Das Kind mit dem Auto direkt bis vor die Schule fahren? Das kann gefährlich werden. Und eigentlich sollte es auch nicht notwendig sein. 

Vor ein paar Tagen ging der Fall an einer Friedrichshainer Grundschule durch die Medien: Ein Vater wollte seine Tochter mit dem Auto direkt vor der Tür der Grundschule absetzten. Eine Polizeistreife forderte ihn auf, woanders zu parken. Der Vater weigerte sich. Der Vorfall endete in einer Prügelei, vor den Augen der Tochter. Beide Seiten stellten Strafanzeige wegen Körperverletzung.

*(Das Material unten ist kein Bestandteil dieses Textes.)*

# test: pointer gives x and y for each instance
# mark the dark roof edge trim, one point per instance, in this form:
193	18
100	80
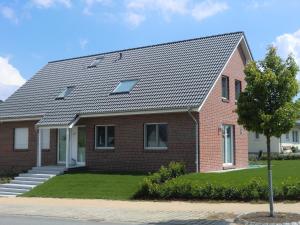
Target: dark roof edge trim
148	46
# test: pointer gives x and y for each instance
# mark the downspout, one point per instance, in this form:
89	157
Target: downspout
197	139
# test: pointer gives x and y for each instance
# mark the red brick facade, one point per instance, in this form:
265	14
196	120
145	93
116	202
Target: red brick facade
129	153
215	112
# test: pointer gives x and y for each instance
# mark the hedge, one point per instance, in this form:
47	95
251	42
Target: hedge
153	187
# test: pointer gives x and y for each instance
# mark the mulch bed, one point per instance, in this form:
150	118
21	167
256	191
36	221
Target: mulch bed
264	218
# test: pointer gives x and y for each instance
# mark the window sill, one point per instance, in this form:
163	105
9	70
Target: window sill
156	149
21	150
225	100
105	149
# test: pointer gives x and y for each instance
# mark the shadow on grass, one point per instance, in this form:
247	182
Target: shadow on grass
86	171
191	222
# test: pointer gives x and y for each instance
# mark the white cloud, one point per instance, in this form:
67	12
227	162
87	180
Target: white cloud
9	13
254	4
199	10
89	4
50	3
10	78
83	42
289	43
134	19
207	9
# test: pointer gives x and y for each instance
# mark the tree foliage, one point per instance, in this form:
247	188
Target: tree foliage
266	105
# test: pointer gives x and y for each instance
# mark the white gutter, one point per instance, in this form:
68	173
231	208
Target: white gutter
197	139
129	113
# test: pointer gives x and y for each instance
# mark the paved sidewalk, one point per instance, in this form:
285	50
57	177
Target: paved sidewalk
135	212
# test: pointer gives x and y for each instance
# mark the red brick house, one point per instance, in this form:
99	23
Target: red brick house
132	110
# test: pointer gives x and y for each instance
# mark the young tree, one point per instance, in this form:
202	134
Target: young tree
266	105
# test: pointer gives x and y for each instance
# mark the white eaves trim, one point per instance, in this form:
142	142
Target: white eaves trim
136	113
20	119
247	52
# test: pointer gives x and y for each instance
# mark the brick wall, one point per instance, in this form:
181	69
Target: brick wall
129	153
214	113
19	160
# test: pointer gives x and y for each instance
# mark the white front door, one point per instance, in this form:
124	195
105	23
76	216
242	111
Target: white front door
228	144
77	146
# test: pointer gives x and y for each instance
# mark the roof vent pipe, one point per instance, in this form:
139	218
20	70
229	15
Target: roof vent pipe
120	57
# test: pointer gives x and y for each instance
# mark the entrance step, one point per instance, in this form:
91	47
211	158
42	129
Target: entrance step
27	181
37	175
51	172
35	179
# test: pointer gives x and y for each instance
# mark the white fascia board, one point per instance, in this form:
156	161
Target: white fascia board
136	113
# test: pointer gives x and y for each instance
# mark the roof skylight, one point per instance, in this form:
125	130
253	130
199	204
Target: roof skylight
125	86
65	93
96	62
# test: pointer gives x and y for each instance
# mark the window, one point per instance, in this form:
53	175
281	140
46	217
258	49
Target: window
96	62
295	136
125	86
238	89
105	137
287	136
45	133
65	93
21	138
156	136
225	87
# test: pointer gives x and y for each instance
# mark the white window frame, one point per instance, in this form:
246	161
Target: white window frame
106	147
256	136
287	136
228	87
297	137
26	145
47	147
157	136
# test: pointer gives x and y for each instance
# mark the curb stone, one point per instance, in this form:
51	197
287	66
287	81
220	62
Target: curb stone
238	220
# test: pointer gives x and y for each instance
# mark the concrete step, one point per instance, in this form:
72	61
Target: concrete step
36	179
26	182
8	194
38	175
13	190
49	168
18	186
52	172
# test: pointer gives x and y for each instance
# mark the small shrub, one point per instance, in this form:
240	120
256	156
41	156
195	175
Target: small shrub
150	187
278	156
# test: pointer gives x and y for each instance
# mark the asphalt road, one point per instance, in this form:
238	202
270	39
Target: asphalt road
33	220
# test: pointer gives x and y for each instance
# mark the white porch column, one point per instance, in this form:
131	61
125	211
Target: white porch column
39	149
67	147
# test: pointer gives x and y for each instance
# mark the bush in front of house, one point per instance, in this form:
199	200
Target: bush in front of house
278	156
165	185
152	183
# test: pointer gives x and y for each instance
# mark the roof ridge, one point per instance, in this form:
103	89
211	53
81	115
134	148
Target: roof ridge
149	46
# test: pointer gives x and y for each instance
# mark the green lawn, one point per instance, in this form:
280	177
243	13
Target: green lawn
281	171
89	186
123	186
4	180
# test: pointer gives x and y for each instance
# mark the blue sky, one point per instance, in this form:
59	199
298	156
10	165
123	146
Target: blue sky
33	32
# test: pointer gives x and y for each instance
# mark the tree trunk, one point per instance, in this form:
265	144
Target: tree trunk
271	200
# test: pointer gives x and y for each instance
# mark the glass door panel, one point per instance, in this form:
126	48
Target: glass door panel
228	142
62	137
81	144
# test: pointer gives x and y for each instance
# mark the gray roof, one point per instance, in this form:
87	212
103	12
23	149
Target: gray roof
174	75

Doch nicht nur aus diesem Grund können so genannte Eltern-Taxis gefährlich sein. Gerade in der hektischen Zeit früh morgens auf dem Weg zur Arbeit werden so auch die anderen Kinder gefährdet, die ebenfalls zur Schule gehen. Viel sicherer ist es, sein Kind in einiger Entfernung zur Schule auf einem legalen Parkplatz aussteigen zu lassen, wenn man es überhaupt mit dem Auto zur Schule bringen muss. So kann es den Rest des Weges allein oder mit Freunden gehen. An vielen Schulen kämpfen auch die Schülerinnen und Schüler gegen das morgendliche Chaos vor der Schule. So werden zum Beispiel "Kiss and Go"-Parkplätze eingerichtet, wo man sein Kind morgens sicher aussteigen lassen kann. Oder Eltern organisieren eine " Laufbus-Haltestelle", wo sich die Kinder morgens treffen und dann (mit oder ohne Begleitung eines Elternteils) gemeinsam zu Fuß zur Schule gehen. 

Rein rechtlich sollten "Eltern-Taxis" ohnehin nicht notwendig sein. Nach dem Schulgesetz gilt der Grundsatz der altersangemessenen Schulwege ("kurze Beine, kurze Wege"). Die Einschulungsbereiche von Grundschulen müssen so geschnitten sein, dass das Kind nach einer kurzen Eingewöhnungsphase den Weg zur Schule sicher und allein zu Fuß bewältigen kann. Als grobe Faustregel dafür gelten bis zu 1000 Meter. Eine feste Grenze ist das jedoch nicht, sondern es kommt immer auf den Einzelfall an, ob etwa große Hauptstraßen gekreuzt werden müssen oder der Weg nur durch Nebenstraßen führt.